Now we stand at another moment of change and choice, and another time to be farsighted, to bring America 50 more years of security and prosperity.

In this endeavor, our first task is to help to build for the very first time an undivided, democratic Europe. When Europe is stable, prosperous, and at peace, America is more secure.

To that end, we must expand NATO by 1999, so that countries that were once our adversaries can become our allies. At the special NATO summit this summer, that is what we will begin to do. We must strengthen NATO’s Partnership for Peace with non-member allies. And we must build a stable partnership between NATO and a democratic Russia.

An expanded NATO is good for America, and a Europe in which all democracies define their future not in terms of what they can do to each other, but in terms of what they can do together for the good of all--that kind of Europe is good for America.

Second, America must look to the East no less than to the West.

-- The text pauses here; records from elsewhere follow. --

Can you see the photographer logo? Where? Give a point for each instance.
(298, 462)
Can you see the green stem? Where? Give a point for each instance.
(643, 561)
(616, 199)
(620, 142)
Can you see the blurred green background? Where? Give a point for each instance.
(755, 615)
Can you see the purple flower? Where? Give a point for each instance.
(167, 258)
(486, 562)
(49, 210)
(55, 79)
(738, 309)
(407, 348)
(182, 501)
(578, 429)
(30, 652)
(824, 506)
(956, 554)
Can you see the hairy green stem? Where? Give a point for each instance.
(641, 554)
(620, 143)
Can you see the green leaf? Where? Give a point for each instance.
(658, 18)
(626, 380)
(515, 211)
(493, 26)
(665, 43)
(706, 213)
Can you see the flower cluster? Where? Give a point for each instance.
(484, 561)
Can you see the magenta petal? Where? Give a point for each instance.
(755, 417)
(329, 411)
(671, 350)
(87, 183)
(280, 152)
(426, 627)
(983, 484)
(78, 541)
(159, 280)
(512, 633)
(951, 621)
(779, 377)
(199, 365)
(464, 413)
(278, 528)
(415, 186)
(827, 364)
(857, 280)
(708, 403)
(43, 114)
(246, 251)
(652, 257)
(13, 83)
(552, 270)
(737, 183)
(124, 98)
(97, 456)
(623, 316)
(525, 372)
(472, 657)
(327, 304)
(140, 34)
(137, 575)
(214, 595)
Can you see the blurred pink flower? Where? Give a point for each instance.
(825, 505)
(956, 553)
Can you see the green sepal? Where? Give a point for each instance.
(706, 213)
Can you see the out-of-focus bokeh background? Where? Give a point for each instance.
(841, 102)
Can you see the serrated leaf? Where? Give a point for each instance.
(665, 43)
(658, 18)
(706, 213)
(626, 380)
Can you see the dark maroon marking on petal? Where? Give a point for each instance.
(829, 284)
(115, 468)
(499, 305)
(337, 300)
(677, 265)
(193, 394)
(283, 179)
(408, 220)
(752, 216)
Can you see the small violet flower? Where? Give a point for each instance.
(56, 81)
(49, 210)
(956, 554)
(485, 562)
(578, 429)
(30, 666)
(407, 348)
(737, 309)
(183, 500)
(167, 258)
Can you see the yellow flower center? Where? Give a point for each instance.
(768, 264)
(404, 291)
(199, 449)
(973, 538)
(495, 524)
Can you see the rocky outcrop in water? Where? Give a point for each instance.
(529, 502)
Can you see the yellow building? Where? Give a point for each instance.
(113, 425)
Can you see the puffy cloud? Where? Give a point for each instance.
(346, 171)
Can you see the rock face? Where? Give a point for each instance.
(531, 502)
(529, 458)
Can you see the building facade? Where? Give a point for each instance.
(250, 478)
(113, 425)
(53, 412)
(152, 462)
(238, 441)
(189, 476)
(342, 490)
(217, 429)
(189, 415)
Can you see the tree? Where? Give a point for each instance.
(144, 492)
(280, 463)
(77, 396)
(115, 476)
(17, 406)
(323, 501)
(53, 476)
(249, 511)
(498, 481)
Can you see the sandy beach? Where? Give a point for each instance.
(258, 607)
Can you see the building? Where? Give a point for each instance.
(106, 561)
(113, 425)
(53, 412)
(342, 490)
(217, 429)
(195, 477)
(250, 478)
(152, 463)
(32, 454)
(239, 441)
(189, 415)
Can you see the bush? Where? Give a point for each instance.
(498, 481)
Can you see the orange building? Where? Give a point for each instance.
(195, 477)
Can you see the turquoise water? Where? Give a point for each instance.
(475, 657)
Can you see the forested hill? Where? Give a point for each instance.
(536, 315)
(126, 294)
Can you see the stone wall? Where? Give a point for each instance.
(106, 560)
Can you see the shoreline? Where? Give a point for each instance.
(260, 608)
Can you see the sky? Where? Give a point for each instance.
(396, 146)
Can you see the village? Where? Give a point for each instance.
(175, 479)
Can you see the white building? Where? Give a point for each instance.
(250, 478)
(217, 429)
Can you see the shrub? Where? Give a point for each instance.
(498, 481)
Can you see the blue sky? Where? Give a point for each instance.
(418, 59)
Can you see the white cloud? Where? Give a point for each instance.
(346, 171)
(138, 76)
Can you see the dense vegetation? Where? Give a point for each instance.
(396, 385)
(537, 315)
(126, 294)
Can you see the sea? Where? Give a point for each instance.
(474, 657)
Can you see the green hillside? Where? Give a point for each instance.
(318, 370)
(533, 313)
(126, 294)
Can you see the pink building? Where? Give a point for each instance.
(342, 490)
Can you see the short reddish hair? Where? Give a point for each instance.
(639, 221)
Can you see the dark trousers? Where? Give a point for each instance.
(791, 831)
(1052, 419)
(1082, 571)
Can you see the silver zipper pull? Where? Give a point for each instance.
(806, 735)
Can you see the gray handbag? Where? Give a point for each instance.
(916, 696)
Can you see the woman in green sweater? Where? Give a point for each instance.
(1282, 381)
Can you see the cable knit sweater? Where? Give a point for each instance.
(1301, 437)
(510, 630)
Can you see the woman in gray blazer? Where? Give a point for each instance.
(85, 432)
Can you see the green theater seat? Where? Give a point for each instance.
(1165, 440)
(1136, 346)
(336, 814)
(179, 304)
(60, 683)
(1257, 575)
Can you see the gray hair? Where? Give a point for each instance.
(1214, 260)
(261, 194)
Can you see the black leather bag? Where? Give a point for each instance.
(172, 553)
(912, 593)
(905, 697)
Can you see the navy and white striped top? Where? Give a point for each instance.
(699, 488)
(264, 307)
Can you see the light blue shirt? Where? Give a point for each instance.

Our security demands it. Americans fought three wars in Asia in this century.

Our prosperity requires it. More than 2 million American jobs depend upon trade with Asia. There, too, we are helping to shape an Asia Pacific community of cooperation, not conflict.

Let our--let our progress there not mask the peril that remains. Together with South Korea, we must advance peace talks with North Korea and bridge the Cold War’s last divide. And I call on Congress to fund our share of the agreement under which North Korea must continue to freeze and then dismantle its nuclear weapons program.

We must pursue a deeper dialogue with China for the sake of our interests and our ideals. An isolated China is not good for America. A China playing its proper role in the world is. I will go to China, and I have invited China’s president to come here, not because we agree on everything, but because engaging China is the best way to work on our common challenges, like ending nuclear testing, and to deal frankly with our fundamental differences, like human rights.

The American people must prosper in the global economy. We’ve worked hard to tear down trade barriers abroad so that we can create good jobs at home. I’m proud to say that today America is once again the most competitive nation and the No. 1 exporter in the world.